SOMEWHERE BETWEEN ATLANTA AND TOKYO — “Would you the chicken or pasta?” the steward asks passengers. I begin to shake at the prospect of airline food. It’s one of the world’s true atrocities. Honestly, who else can make a strawberry taste bad?

I wanted to write some treatise on why we travel. It’s enlightenment. It’s about learning who we are. It’s about experiencing other cultures. Can anyone say a thirst for knowledge?

Sure, they’re all true, but those answers sound a little too hokey for me. Regardless, it’s not the airline food that makes us travel.

As I was waiting to board the plane, I started leafing through the pages of Anthony Bourdain’s “The Nasty Bits.” One passage caught my attention (yes, it’s in the preface, so I didn’t get far into the book).

“My pal A.A. Gill once suggested that the older he gets, and the more he travels, the less he knows. And I know what he means,” Bourdain writes. “Seeing the planet as I’m seeing it, you are constantly reminded of what you don’t know — how much there is to see and learn, how damn big and mysterious this world is. It’s both frustrating and addicting…”

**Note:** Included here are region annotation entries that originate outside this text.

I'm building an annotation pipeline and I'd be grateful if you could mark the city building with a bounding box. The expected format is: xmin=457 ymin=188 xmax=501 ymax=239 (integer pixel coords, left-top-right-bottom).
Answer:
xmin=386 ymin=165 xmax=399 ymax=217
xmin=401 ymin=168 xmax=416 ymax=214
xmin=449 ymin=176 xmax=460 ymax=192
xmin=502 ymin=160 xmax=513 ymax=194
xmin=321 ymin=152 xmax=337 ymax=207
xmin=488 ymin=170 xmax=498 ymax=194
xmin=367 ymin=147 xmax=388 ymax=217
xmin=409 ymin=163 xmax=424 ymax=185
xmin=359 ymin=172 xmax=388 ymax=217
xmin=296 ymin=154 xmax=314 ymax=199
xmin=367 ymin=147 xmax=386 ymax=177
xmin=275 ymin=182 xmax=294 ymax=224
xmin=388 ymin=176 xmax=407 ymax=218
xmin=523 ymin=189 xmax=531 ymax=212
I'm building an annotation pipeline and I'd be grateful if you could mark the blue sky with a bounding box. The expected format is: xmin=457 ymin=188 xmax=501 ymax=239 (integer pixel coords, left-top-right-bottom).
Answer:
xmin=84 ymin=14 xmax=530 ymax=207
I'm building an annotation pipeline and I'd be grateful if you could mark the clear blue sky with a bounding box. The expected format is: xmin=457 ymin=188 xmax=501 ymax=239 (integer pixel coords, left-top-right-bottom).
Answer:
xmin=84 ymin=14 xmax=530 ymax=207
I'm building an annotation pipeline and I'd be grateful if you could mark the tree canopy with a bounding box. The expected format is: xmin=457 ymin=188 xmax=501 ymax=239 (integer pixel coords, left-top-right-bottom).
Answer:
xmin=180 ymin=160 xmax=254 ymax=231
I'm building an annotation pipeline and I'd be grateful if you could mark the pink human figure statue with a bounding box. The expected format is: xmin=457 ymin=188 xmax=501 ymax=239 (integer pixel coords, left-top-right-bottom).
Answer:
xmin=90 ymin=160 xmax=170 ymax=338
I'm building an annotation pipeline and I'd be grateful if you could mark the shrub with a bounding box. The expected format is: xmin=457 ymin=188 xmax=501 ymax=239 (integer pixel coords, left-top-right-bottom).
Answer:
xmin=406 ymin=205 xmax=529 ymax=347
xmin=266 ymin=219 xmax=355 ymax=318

Sure, I’m not the star of a show on the Travel Channel, but I love to travel. I love to experience new places, and like Bourdain, “I’m hungry for more.” But, I must admit, I can do without airline food.

I went with the noodles, not the chicken. Was it a good move? I’m not sure. Time will tell, I suppose. Quite frankly, I’m not sure if that’s Wasabi or mold growing in the corner of my plastic tray of noodles.

I turn again to Bourdain: “I ain’t eating no plane food. I don’t care if the food is designed in consultation with Gordon Ramsay. Unless I see him pushing the trolley down from the galley himself, I’m not touching it.”

True enough. Count this as mistake No. 1 of my trip. Though, unlike Bourdain, there will be no shanking with a plastic butter knife on board my flight.